Index based Approach in Hadoop Ecosystem for Performance Improvement
In today's world, the term BIG DATA is not a new thing to most of the professionals and academicians. One possible definition of BIG DATA is "The Data which is huge in size and beyond the processing capacity of a single or bunch of computers is called BIG DATA". The two important aspect of this BIG DATA is- Storing and Processing of data. We can also realize this BIG DATA as a problem to us.
On other hand, we have Apache Hadoop as a solution to Big Data problem.
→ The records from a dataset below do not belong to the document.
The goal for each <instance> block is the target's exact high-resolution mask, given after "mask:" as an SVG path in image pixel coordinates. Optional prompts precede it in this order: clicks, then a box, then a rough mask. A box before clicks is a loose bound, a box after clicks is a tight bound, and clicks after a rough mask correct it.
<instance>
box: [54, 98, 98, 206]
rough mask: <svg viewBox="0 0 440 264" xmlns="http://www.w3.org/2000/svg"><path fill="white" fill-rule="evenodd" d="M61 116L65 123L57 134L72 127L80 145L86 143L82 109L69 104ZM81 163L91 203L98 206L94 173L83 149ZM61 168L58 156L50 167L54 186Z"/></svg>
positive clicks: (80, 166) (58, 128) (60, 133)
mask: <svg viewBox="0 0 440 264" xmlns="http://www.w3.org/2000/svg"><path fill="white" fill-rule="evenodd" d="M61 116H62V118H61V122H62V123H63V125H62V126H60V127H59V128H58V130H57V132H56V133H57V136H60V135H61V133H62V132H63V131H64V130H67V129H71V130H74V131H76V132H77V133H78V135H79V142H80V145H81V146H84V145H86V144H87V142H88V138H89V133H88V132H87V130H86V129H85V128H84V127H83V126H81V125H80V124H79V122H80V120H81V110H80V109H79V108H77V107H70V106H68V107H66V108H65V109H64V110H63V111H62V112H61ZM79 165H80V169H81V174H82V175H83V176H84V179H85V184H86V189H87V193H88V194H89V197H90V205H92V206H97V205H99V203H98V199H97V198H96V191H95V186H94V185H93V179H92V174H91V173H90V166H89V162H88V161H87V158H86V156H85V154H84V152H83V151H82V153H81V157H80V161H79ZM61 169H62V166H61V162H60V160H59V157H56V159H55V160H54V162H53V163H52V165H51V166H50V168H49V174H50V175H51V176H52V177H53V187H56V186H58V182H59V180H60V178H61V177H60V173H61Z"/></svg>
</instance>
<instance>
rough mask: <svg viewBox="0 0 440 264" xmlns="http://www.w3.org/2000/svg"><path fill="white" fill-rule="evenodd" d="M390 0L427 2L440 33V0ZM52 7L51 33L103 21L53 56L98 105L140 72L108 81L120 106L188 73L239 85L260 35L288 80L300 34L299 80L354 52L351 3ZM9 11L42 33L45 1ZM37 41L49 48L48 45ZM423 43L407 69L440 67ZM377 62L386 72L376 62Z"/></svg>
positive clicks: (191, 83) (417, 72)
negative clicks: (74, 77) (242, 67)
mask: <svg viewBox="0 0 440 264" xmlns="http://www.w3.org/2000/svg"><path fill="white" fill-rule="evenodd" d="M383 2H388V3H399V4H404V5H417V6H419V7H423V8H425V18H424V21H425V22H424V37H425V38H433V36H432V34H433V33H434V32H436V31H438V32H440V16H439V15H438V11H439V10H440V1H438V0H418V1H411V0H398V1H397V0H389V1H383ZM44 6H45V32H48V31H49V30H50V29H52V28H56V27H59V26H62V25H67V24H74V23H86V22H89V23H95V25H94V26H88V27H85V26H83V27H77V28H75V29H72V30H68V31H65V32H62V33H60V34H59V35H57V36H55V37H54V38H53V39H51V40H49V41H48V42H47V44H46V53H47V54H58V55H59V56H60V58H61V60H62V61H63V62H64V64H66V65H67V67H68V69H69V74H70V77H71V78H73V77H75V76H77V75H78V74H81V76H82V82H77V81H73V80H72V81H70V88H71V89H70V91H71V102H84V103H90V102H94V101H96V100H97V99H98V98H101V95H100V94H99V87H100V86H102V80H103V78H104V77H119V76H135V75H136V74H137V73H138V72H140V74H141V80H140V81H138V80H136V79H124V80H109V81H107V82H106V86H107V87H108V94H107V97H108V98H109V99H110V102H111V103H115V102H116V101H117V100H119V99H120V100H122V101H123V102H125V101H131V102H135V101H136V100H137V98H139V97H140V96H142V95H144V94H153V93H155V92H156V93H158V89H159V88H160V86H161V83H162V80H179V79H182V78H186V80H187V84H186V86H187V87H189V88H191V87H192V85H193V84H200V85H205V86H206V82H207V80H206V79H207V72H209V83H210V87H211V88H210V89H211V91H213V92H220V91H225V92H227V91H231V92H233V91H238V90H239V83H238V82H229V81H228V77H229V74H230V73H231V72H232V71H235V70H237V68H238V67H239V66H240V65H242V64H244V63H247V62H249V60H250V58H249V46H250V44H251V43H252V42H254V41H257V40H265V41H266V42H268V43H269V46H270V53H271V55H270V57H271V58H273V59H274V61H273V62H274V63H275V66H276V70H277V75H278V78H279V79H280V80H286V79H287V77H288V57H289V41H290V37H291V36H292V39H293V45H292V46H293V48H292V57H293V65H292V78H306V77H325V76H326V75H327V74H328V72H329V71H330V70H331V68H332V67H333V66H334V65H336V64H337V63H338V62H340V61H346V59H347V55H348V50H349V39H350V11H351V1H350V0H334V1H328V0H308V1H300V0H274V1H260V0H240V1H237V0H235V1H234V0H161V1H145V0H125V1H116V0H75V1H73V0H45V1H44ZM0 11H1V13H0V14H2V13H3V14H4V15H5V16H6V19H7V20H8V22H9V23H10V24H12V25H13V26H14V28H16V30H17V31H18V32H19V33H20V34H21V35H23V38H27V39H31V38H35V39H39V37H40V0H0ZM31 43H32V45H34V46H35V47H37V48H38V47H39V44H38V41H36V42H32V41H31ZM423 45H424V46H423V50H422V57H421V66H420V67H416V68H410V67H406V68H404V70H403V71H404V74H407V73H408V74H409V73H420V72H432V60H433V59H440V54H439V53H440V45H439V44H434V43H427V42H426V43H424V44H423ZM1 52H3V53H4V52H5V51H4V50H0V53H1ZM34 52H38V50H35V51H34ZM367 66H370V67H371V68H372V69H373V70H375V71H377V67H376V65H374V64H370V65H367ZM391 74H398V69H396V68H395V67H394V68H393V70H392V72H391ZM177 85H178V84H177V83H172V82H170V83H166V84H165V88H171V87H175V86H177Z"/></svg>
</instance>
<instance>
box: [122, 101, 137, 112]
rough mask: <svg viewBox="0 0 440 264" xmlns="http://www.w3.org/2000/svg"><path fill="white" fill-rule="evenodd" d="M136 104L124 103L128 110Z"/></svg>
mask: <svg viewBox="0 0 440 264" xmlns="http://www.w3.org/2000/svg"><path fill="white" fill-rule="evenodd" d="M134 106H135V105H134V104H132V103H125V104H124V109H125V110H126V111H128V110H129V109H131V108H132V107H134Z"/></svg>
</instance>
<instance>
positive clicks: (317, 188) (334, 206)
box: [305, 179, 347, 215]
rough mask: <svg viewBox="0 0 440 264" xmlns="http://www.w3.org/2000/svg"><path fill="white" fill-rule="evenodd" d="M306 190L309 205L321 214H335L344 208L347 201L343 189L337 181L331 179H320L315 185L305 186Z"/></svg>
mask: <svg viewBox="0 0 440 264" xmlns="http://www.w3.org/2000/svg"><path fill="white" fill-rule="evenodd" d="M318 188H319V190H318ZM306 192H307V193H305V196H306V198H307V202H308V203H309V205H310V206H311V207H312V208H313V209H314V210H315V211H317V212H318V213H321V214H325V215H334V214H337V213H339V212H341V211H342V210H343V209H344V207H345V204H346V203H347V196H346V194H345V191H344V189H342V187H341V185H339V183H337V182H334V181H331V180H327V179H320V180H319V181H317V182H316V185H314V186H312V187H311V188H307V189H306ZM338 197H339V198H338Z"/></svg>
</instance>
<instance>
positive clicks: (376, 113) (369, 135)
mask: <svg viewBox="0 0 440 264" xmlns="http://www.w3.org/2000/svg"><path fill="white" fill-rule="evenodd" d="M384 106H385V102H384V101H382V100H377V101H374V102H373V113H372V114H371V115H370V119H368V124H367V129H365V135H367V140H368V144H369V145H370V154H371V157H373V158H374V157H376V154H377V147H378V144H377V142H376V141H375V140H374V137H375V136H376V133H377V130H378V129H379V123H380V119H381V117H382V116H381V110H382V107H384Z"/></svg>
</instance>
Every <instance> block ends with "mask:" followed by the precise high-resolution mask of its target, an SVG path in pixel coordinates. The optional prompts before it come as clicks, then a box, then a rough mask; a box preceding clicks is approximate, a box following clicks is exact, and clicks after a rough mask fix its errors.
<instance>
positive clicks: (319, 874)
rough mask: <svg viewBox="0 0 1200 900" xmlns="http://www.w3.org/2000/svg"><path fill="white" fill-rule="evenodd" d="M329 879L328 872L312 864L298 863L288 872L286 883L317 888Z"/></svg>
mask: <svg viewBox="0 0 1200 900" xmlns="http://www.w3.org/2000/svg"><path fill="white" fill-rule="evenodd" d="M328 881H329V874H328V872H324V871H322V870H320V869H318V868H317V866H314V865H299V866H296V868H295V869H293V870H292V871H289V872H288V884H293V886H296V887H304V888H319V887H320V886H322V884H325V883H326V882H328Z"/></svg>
Hadoop is an open source framework owned by Apache Software foundation for Storing and Processing the large dataset but not suitable or recommended for small dataset. In Hadoop, we have HDFS (Hadoop Distributed File System) for storage purpose and MapReduce for processing purpose as two main components of it.
HDFS is a special designed file system for storing the large datasets with cluster of commodity hardware's with streaming access pattern while MapReduce is responsible for parallel processing on stored datasets in HDFS.
To Search any specific data in Hadoop, we have to go through all the data blocks available in HDFS via MapReduce program as Hadoop stores the entire dataset in form of Data Blocks in different DataNodes available in cluster.
This paper deals with the strategy to Search a specific data in Hadoop in minimal time. For this, we introduce a new index approach in Hadoop EcoSystem by which we only need to go through those data blocks where the desired data is available not all data blocks.
Keywords - Apache Hadoop EcoSystem, HDFS, Indexing in HDFS, InputSplits.